Wilhelm Conrad Roentgen
Wilhelm Conrad Roentgen

one of the earliest photographic plates
One of the earliest photographic plates from Roentgen's experiments was a film of his wife, Bertha's hand with a ring, produced on Friday, November 8, 1895.
Few scientific breakthroughs have had as immediate an impact as Wilhelm Conrad Roentgen's discovery of X-rays, a momentous event that instantly revolutionized the fields of physics and medicine. The X-ray emerged from the laboratory and into widespread use in a startlingly brief leap: within a year of Roentgen's announcement of his discovery, the application of X-rays to diagnosis and therapy was an established part of the medical profession.

Roentgen's scientific career was one beset with difficulties. As a student in Holland, he was expelled from the Utrecht Technical School for a prank committed by another student. His lack of a diploma initially prevented him from obtaining a position at the University of Würzburg even after he received his doctorate, although he eventually was accepted. His experiments at Würzburg focused on light phenomena and other emissions generated by discharging electrical current in so-called "Crookes tubes," glass bulbs with positive and negative electrodes, evacuated of air, which display a fluorescent glow when a high voltage current is passed through it. He was particularly interested in cathode rays and in assessing their range outside of charged tubes.

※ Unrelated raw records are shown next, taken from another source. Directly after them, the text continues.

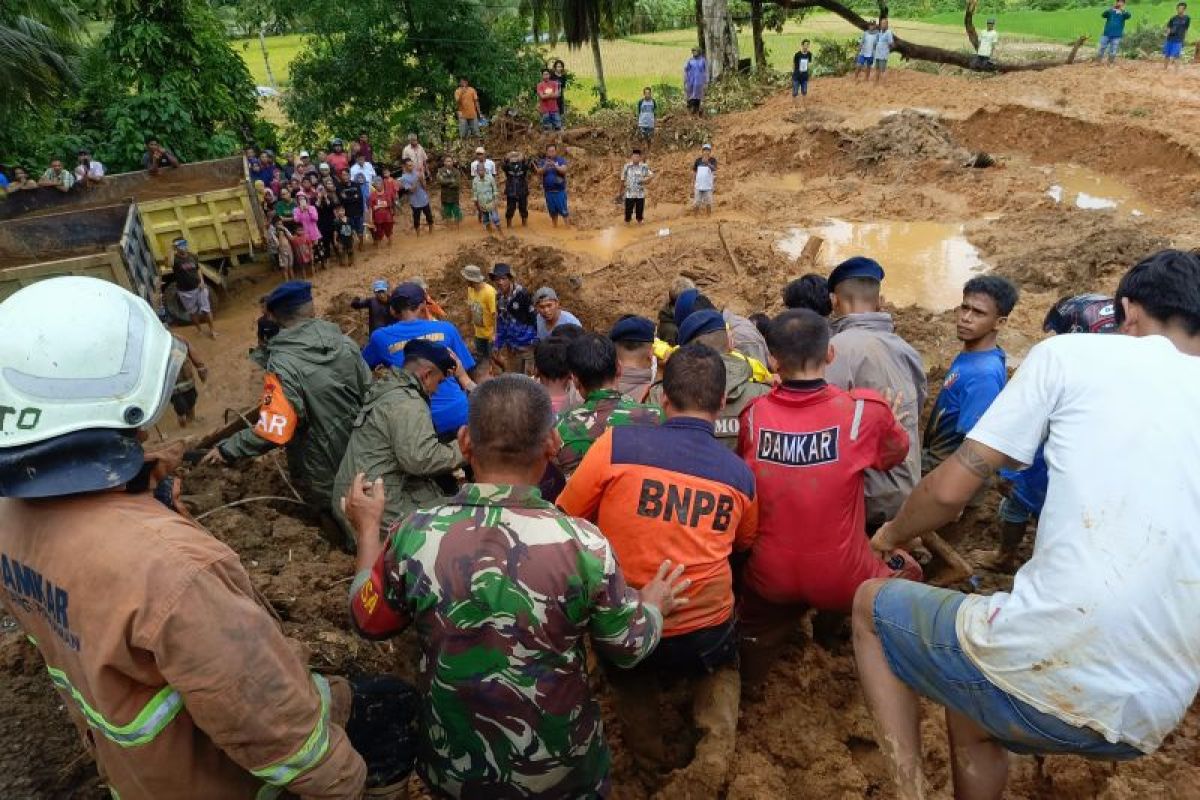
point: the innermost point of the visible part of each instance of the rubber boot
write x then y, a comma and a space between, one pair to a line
714, 709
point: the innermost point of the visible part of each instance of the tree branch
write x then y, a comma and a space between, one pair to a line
928, 53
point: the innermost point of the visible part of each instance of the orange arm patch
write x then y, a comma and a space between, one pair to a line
276, 415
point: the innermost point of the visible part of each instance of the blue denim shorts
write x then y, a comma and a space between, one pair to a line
916, 626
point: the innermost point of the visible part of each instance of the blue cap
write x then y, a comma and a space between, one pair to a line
633, 329
858, 266
412, 294
685, 304
288, 295
436, 354
700, 323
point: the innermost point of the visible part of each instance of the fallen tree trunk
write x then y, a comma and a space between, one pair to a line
928, 53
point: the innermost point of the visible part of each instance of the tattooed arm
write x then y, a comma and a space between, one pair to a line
942, 494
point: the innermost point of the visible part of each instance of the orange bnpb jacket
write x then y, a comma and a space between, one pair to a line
670, 492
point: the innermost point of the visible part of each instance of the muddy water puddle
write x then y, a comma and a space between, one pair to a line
925, 263
1084, 188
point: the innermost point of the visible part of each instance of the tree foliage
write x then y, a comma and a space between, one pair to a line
381, 66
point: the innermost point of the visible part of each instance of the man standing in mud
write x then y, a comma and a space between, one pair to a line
868, 354
1096, 651
976, 377
508, 710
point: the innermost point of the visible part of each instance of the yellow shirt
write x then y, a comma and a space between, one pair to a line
481, 301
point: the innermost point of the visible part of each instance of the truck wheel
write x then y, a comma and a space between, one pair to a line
175, 308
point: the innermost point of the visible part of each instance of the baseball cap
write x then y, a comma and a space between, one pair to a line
436, 354
859, 266
412, 294
702, 322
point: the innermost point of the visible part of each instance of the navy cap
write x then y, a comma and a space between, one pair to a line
288, 295
702, 322
633, 329
685, 304
412, 294
436, 354
858, 266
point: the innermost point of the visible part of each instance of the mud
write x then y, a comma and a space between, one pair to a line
781, 168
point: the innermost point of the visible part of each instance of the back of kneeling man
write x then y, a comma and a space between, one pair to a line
1097, 649
676, 492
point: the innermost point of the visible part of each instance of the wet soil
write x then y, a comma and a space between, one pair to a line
850, 156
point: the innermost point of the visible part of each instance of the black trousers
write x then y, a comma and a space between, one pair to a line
517, 204
635, 205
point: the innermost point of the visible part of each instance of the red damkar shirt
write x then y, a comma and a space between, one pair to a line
808, 445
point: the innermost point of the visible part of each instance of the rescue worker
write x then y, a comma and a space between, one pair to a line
592, 360
393, 437
508, 710
634, 337
312, 392
708, 328
673, 492
868, 354
833, 435
180, 683
387, 347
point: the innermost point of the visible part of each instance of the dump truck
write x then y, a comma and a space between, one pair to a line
107, 242
211, 204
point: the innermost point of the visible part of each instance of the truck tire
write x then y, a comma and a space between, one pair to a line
175, 308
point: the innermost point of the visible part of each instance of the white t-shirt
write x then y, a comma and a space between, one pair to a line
1102, 629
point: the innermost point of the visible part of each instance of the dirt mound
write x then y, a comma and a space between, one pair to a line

On November 8, 1895, Roentgen noticed that when he shielded the tube with heavy black cardboard, the green fluorescent light caused a platinobarium screen nine feet at away to glow - too far away to be reacting to the cathode rays as he understood them. He determined the fluorescence was caused by invisible rays originating from the Crookes tube he was using to study cathode rays (later recognized as electrons), which penetrated the opaque black paper wrapped around the tube. Further experiments revealed that this new type of ray was capable of passing through most substances, including the soft tissues of the body, but left bones and metals visible. One of his earliest photographic plates from his experiments was a film of his wife Bertha's hand, with her wedding ring clearly visible.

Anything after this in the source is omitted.